Half-Elf on Tech

Thoughts From a Professional Lesbian

Tag: software

  • Software Freedoms

    Software Freedoms

    copyleft image Like a million other posts, I’m starting this with a warning: I Am Not A Lawyer.  Sure, my mom is, but that qualifies me for a cup of coffee, if I have the cash.  Personally, I support open-data and open-code because I think it makes things better, but there are a lot of weird issues when you try and pair up software licenses, explain what ‘freedom’ means, and where it’s applicable. For the record, I am not getting into the ‘is a plugin/theme derivative software or not’ debate. I will wiggle my toe and point out it is a point of contention.

    I’m presuming you are already familiar with the idea of what GPL is.
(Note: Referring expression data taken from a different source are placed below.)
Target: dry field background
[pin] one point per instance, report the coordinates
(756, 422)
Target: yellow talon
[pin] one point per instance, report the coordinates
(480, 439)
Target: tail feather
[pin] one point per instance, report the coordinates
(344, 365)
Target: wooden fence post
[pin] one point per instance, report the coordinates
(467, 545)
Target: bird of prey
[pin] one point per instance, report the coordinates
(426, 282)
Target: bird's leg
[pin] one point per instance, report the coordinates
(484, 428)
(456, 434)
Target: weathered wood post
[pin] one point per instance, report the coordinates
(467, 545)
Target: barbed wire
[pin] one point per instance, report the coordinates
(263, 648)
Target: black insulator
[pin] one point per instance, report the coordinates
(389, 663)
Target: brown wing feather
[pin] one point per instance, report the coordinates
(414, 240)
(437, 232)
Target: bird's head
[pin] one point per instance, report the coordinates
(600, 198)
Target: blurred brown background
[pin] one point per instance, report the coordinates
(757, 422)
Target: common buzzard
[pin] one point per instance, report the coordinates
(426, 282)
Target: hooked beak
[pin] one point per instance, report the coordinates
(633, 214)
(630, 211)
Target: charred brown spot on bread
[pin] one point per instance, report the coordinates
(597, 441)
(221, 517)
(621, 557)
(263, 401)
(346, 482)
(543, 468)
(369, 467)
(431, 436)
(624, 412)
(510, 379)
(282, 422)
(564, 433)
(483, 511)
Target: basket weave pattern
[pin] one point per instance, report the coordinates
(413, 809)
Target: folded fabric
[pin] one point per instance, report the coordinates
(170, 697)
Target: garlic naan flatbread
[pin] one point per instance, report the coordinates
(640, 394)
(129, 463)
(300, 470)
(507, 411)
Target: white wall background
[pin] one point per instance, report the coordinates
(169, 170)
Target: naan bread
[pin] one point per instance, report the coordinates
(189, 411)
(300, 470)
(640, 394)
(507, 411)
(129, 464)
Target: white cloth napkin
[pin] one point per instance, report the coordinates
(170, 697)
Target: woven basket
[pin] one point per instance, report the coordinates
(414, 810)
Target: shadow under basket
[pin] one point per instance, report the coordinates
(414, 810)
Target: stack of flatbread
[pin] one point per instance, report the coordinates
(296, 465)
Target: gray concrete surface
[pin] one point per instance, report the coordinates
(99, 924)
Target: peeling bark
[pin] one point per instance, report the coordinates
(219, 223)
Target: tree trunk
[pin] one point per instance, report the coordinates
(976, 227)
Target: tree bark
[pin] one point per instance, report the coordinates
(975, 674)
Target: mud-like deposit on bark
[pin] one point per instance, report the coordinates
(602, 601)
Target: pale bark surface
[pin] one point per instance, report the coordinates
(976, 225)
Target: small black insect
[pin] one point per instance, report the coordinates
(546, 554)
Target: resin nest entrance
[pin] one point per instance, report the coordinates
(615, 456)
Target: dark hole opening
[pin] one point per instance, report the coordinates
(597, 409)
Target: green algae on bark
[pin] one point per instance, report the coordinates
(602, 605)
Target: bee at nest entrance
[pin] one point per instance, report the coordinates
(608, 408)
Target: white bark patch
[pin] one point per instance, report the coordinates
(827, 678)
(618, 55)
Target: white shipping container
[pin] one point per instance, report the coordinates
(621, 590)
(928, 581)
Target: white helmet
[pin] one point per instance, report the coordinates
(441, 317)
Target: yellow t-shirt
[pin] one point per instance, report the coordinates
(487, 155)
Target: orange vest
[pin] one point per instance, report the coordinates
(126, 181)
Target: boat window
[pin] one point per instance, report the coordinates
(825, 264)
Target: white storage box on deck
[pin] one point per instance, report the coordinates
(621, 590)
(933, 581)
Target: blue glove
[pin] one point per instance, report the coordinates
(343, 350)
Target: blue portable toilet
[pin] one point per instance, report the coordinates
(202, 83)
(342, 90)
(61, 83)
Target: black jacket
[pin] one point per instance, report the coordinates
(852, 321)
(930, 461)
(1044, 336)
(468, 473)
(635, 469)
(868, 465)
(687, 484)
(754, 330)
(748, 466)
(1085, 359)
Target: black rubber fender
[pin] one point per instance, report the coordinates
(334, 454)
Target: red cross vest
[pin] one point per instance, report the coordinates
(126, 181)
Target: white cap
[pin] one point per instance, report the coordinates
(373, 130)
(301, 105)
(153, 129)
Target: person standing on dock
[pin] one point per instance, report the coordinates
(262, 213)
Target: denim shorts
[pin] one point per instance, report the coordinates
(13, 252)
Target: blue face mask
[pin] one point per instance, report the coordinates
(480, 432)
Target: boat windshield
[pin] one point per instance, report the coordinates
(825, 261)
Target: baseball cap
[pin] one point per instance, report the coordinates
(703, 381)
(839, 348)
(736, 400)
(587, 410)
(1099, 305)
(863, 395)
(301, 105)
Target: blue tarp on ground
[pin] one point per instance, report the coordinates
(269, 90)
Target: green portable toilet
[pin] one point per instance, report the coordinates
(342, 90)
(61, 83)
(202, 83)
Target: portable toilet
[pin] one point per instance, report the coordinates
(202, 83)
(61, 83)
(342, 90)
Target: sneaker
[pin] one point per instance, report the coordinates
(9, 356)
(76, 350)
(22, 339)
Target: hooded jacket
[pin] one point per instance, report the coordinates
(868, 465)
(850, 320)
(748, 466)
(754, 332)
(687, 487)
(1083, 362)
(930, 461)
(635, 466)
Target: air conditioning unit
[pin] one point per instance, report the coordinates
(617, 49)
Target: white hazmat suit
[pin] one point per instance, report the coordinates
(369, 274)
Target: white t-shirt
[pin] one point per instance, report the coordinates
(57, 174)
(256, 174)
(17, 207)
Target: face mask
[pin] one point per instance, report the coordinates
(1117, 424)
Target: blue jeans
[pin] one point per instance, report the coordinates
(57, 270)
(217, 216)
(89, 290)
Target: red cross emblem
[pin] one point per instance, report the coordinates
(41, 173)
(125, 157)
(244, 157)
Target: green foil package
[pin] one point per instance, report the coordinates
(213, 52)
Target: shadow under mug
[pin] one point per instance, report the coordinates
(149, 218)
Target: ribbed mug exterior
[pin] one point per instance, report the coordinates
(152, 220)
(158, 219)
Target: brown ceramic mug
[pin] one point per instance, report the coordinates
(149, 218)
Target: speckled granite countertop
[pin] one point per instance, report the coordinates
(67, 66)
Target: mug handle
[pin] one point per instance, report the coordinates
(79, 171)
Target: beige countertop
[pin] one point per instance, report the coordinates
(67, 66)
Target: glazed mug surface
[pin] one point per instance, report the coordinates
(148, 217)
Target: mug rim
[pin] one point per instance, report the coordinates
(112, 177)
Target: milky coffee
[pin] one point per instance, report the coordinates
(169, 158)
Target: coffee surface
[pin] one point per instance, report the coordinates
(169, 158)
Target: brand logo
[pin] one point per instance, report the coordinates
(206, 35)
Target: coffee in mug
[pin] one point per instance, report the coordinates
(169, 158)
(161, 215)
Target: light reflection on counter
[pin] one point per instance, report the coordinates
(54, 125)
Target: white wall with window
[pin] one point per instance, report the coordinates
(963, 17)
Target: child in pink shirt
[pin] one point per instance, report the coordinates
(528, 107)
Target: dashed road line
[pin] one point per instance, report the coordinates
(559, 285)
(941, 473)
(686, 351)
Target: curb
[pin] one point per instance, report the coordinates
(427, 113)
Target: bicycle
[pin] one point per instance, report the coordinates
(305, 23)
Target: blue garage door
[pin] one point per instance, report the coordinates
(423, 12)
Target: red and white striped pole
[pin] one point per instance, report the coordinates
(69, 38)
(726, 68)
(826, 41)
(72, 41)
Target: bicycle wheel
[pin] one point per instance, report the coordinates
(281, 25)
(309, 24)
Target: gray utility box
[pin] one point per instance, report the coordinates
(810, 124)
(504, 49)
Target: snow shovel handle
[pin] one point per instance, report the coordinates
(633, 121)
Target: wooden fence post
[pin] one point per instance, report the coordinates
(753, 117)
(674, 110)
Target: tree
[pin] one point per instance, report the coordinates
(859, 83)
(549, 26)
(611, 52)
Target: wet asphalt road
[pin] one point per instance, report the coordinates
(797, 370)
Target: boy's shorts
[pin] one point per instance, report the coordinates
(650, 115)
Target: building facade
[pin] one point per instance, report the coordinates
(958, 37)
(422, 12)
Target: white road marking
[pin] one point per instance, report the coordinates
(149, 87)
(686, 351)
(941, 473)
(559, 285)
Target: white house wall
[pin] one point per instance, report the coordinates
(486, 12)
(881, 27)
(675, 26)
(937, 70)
If not, read the GPL FAQ.

    Why are WordPress and Drupal GPL anyway?

    The people who built WordPress took an existing app (b2) and forked it.  Forking happens when developers take a legally acquired copy of some code and make a new program out of it.  Of the myriad caveats in forking, you have to remember that the fork must be a legal copy of the code.  In order to create WordPress, Matt et al. were legally obligated to make WordPress GPL.  No one argues that.  The only way to change a license from GPL is to get everyone who has ever committed any code to the project to agree to this, and you know, that’s like saying you’re going to get everyone in your house to agree to what pizza to order.

    WordPress and Drupal is GPL because it must be.  There is no other option.

    So why is this a problem?

    GPL poses a problem because of interpretations of what ‘derivative works’ are.  It’s very clear cut that if you take or use WordPress’ or Drupal’s code, you are taking code built on GPL, which means you must keep your code GPL.  The definition of ‘code’ is a bit squidgy.  A generally accepted rule of thumb is that if your code can exist, 100%, without WordPress or Drupal’s support, then it’s not a derivative.  By their very nature, plugins and modules are seen as derivative.  Both Drupal and WordPress have long since stated that this is, indeed, the case.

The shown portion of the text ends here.